I went over to his parent's house and his stepmother gave me the once over at the door. I was carrying a six foot Masonite board and a box of art supplies and had just stumbled off public transportation so I understood how that could look weird. He lived in the basement and his room smelled like furnace and sewer mixed together. The sheets on his bed were limp with dirt and sweat. I didn't want to sit on it but he was up there lounging in his white tee shirt so I climbed up the wooden steps and sat stiff backed on the edge. Always keep your feet on the floor, my mother had told me once. It was apropos of nothing of course because like I said, I scared the crap out of people.

He was lying behind me propped up on one elbow and we talked about work. Taped to the wall above the window was a postcard I had sent him from an arts camp in Indiana. We talked about how he wanted a new car because his Honda was on its last legs. He had tried to teach me stick shift driving in that Honda but I flew through the mall parking garage at forty miles per hour with him screaming like a girl. That's another story.

I painted him for two hours and it was grotesque. I could never do noses or perspective and every face I did back in those days was brooding and looking off to the right. After two hours, he wandered upstairs shirtless to escort me back to the curb to wait for the bus. I went home and lay across my bed to process the whole ordeal. I gathered the comforter underneath me and masturbated thinking about the usual things. Lots of people doing stuff to one another at the same time. I was a sex communist because of the progressive literature I was into at the time.

When I tell people about my upbringing, they have this knee jerk reaction to protect me and it just isn't necessary. Yes, I knew people were being raised differently but I knew shit that they didn't and life is a trade off. I spent hours working and painting and on Saturday night after work I could be found lying in my bed with my arms crossed over my chest like Dracula, listening to the dance hits show on the local radio station. At that time, my bed was two box springs and two mattresses and I really had to leap to make it.

The long and short of it is that my prom date didn't call and didn't call.
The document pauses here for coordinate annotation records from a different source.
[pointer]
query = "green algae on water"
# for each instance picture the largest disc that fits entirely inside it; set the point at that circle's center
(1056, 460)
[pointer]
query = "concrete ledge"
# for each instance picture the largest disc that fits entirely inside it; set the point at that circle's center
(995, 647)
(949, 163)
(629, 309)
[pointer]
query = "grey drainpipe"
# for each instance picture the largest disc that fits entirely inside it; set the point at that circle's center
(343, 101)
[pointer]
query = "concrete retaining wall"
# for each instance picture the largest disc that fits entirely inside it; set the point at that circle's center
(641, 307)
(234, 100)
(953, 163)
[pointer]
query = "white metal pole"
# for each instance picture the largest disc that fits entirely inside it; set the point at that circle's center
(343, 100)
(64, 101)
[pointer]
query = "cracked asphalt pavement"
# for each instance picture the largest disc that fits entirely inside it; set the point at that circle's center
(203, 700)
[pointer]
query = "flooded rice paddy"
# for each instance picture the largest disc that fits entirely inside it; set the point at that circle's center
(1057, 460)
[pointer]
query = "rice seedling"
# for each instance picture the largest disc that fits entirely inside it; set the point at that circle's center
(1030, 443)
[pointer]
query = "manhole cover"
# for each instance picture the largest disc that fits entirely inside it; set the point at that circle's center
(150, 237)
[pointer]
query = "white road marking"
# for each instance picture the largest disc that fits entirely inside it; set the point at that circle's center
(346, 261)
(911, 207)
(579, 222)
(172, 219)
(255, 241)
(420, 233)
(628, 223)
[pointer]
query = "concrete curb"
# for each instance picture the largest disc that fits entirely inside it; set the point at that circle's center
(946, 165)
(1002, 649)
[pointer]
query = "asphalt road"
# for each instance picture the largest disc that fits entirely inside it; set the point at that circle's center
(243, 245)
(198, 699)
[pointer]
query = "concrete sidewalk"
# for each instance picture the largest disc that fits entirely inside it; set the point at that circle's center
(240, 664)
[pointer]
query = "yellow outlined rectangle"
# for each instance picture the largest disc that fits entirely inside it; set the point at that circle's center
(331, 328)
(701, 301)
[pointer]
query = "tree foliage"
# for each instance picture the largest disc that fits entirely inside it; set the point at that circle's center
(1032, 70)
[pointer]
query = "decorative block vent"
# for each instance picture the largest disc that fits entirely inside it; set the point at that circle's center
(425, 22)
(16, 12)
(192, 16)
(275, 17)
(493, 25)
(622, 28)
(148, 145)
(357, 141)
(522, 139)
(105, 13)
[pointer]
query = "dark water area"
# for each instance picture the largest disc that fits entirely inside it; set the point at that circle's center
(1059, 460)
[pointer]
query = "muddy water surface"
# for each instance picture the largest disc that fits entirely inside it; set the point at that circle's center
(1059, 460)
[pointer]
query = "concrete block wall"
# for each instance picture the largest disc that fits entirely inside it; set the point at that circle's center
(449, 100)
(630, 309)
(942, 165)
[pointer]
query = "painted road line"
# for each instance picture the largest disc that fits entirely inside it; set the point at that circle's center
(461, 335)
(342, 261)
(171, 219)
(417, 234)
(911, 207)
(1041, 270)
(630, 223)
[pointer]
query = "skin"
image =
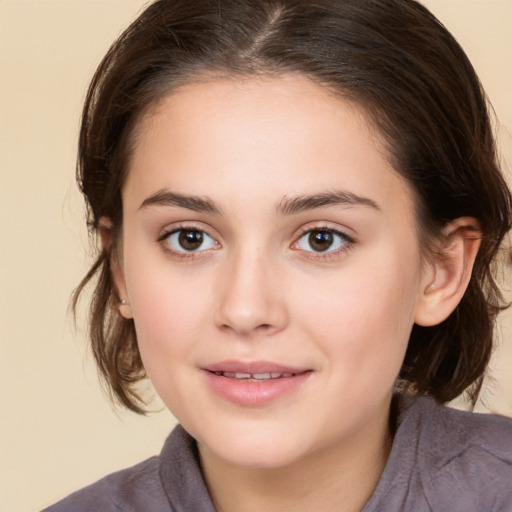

I had my mother's pessimism about everything so I knew something was, to use her expression, coming down the pike. One night, he hung outside the door of my new job at the pizza place and my heart plummeted neatly into my big toe. We leaned over the railing and stared at the people on the lower level of the mall.

"What?" I said.

"I can't take you. Karen found out."

"I thought you didn't give a shit about her."

We stared at the people milling around below us.

"How long have you known?" I said, as if it were some disease he had.

"I got kicked out of school," he said. "I'm going to jail."

As you can see, I had a lot of things stacked against me. Karen. The school system. Jail. My mother came to pick me up and I sat in the passenger seat wailing because I was an outsider and no one was ever going to have sex with me. As usual, the thing at hand was hiding the deeper issue. At home, my mother told my father that she couldn't believe she had paid good money for the dress. We took it back the next day and she bullshitted up the customer service lady saying that she lost the tags and heavens no, there were no alterations. I told my father that I owed people at school for the limo and he told me that they could go fuck themselves.

That's where it ended. I turned that guy's portrait into an acclaimed picture of a skeleton on a light table. I earned a place in the first room of a juried art show and I hung it up there with a name like Light on Light No. 2. I liked shit like that back then. A few prom rejects in my fringe group were going to have a hot tub party at some girl's house but her father was gay and the combination of hot tubs and high school girls and gay people was enough to chew a hole through my father's stomach.

I stayed home that night and did things like imagine my classmates climbing into the plush womb of limos. Winning mini televisions. Having sex in the stairwell. I called my failed date but no one answered. He is getting arraigned I said to myself. He isn't sitting by the phone.